Aber kurz vor ihrer ersten Sitzung wachte Grant eines Morgens auf und entdeckte, dass seine Frau mit dem Kronprinz eines winzigen Ölstaates im Nahen Osten davongelaufen war.

Okay, vielleicht hatte in ihrer Ehe doch nicht alles gestimmt … Aber Janices Eskapaden katapultierten ihre Beziehungsprobleme weit über den normalen Ehealltag hinaus.

„Es ist mir bis heute ein Rätsel, wie ich so blind sein konnte. Ich war der ergebene Ehemann und hoffte, dass wir bald Kinder bekommen würden. Und dabei vergnügte Janice sich längst mit Prinz Omar.“

„Du hast die Nummer des nützlichen Ehemannes gespielt, während sie den Tanz mit den sieben Schleiern aufgeführt hat“, bemerkte Ted.

„Wie soll ich nach diesem Betrug jemals wieder einer Frau vertrauen?“

„Vergiss das Vertrauen. Denk an die Beine“, tat Ted seine Sorge ab.

Grant wünschte, er wäre ein eingefleischter Junggeselle wie sein Bruder. „Ich will nicht wieder heiraten.“

„Gut!“

„Ich will nicht mal daran denken.“

„Dann lass es bleiben. Such dir ein Mädchen und amüsier dich.“

Teds Rat war schön und gut, aber bei dieser Trauung würde er eine lange Zeremonie durchstehen müssen. Er würde noch einmal das Versprechen hören, dass er selbst so ernsthaft einer Frau gegeben hatte, der die Worte „bis der Tod uns scheidet“ offensichtlich nichts bedeuteten. Nein, dazu hatte er wenig Lust. Und dann war da auch noch die Sache mit der Trauzeugin.

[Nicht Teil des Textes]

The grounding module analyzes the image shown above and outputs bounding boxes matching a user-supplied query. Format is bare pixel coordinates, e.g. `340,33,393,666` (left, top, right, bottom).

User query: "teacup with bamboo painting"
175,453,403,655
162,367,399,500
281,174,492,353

„Was gibt es sonst noch für Probleme?“, fragte Ted.

„Kay. Die Braut“, erwiderte Grant.

„Die Frau mit dem Köter!“ Ted stöhnte entsetzt.

Kay war seit der Wirtschaftsschule mit Grant befreundet und war Ted nur einmal begegnet. Einmal war auch genug gewesen. Bei einer Gartenparty hatte Kays Dackel Chester sich Teds Feindschaft zugezogen, indem er auf Teds geliebte australische Stiefel aus original Wallaby-Leder gepinkelt hatte. Mann und Hund hatten sich seitdem ewige Feindschaft geschworen.

„Es hat nichts mit ihrem Hund zu tun“, versicherte ihm Grant. „Weißt du, Kay ist so ein mütterlicher Typ. Und jetzt, wo sie heiratet und ich Trauzeuge bin, drängt sie mich natürlich, auch wieder zu heiraten.“

„Frauen!“ Ted, der die Frauen liebte, jedenfalls die blonden mit langen Beinen, wurde aggressiv, wenn es um das Thema Ehe ging. „Sie geben nicht eher Ruhe, als bis jeder Mann auf der Welt mit einer Frau, einer Hypothek und einem Stall voll Kindern angebunden ist.“

Grant nickte. „Das ist Kay, wie sie leibt und lebt.“

Ted tippte mit einem Bleistift auf sein Bein. „Lass mich raten. Kay findet, dass ihre Trauzeugin wie für dich geschaffen ist.“ Er sah Grant fragend an.

Grant grinste. „Woher weißt du das?“ Tatsächlich hatte Kay ihre Trauzeugin schon häufig erwähnt. Keine Frage, dass sie Grant mit ihr verkuppeln wollte.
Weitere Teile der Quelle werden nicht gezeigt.